The EU’s Energy Conundrum

By: Riley Workman

The push to control carbon emissions and increase renewable energy alternatives in the United States has sparked a swarm of controversy over the effectiveness and economic impact such measures might have. If left unchecked, these restrictions can have severe economic consequences for the U.S. and remove the competitive edge that we maintain as a powerful energy producer.

Many of these concerns are expounded upon in a report recently released by the Manhattan Institute’s Center for Energy Policy and the Environment, which examines the effect that carbon taxes, cap-and-trade schemes, and renewable energy subsidies have had on the European Union.

The results have been grim.

Average electricity prices for Europeans ($0.26 per kWh) are more than double what they are for Americans ($0.12 per kWh).  What’s more shocking is that despite the lack of these stringent environmental regulations, the U.S. has actually reduced its carbon emissions since 2005 by a greater margin than the EU with reductions of 10.9 percent and 9.9 percent, respectively.

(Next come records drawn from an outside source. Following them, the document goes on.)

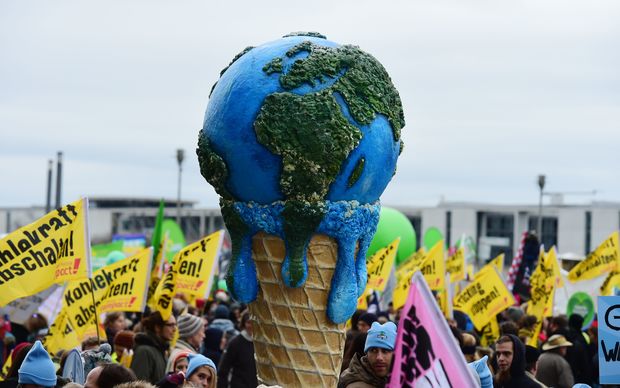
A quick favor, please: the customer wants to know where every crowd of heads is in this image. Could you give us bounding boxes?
[0,290,256,388]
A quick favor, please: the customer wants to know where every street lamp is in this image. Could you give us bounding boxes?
[537,174,546,238]
[176,149,185,224]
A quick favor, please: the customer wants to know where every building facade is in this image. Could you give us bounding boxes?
[2,198,619,265]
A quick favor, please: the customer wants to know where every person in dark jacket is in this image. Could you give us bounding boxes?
[493,334,539,388]
[217,313,256,388]
[202,328,224,367]
[565,314,593,385]
[130,312,176,384]
[338,322,397,388]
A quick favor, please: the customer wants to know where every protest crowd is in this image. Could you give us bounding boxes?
[0,200,618,388]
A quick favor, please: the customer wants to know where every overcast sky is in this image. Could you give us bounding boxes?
[1,0,619,209]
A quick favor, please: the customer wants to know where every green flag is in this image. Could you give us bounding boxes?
[151,200,165,262]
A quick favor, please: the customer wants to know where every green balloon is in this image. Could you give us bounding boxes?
[423,227,444,251]
[567,291,595,329]
[106,250,127,265]
[162,220,186,263]
[367,207,416,265]
[217,279,228,292]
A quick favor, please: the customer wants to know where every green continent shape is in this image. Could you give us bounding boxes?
[274,41,405,142]
[255,90,362,202]
[196,134,232,200]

European companies are taking action in response to these higher energy prices.  Last year the German-based BASF calculated that they could save almost $700 million a year in energy costs alone if their plants were in the United States.  BASF has nearly doubled their annual investments in U.S.-based plants from $500 million in 2010 to $1 billion in 2013 and is expected to maintain this level of investment through 2017.  Other European manufacturers and companies are beginning to follow suite.

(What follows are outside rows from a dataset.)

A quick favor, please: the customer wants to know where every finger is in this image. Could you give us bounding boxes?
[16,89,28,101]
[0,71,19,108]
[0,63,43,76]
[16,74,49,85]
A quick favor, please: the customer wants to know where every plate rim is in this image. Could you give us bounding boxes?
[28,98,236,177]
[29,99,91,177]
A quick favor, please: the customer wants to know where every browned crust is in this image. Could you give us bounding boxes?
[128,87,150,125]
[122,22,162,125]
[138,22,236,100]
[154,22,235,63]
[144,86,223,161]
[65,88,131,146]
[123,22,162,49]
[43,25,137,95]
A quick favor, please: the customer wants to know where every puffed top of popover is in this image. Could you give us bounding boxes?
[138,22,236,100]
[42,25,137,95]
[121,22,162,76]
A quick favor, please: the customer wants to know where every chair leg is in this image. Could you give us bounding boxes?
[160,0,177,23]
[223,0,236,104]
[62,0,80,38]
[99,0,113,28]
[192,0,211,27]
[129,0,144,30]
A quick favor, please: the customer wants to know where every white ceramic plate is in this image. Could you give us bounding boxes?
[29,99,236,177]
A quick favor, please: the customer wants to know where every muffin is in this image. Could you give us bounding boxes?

These high energy prices are also negatively affecting European families.  In 2013, 300,000 German households had their energy turned off for failure to pay their power bill.  The cause of this energy crisis might just be the 55% increase in residential energy cost across the EU since 2005.

While there is certainly a need for reasonable environmental regulations, many lessons can be learned from the mistakes that the EU has made when it comes to energy and environmental policy.  California is a good case-study of European-style environmental regulations gone badly.  Due to the state’s plethora of carbon controls and renewable energy mandates, customers of Southern California Edison pay roughly $316.06 for 1,250 kWh each month.  The rest of the country, on the other hand, pays an average of $120.86 for the same amount of electricity.

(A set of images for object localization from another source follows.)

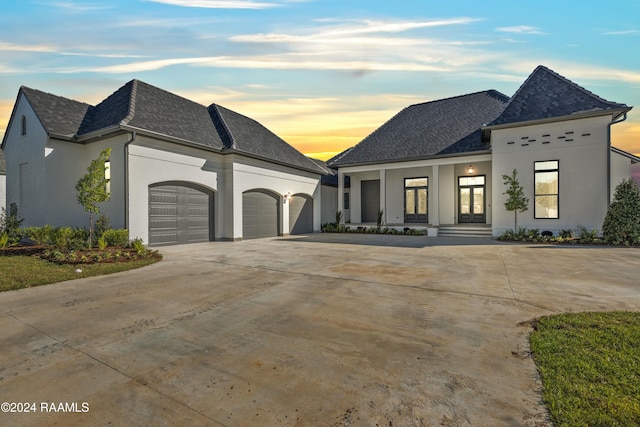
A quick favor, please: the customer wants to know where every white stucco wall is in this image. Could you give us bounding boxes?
[610,150,633,199]
[128,139,222,243]
[321,185,338,224]
[127,141,321,243]
[229,156,321,240]
[3,94,49,226]
[491,115,615,236]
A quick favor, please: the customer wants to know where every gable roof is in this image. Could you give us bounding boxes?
[488,65,630,127]
[3,80,324,175]
[329,90,509,167]
[19,87,92,139]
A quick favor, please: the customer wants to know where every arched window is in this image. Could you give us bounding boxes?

The American Legislative Exchange Council has long supported pro-growth policies that seek to avoid increases in overly burdensome or redundant environmental controls and mandates and has written about states looking to Europe for lessons of what not to do. Going forward, it’s imperative for policymakers to understand the importance of ready access to affordable and reliable energy and to realize that certain environmental policies could lead to significant unintended consequences as the EU’s energy crisis so clearly demonstrates.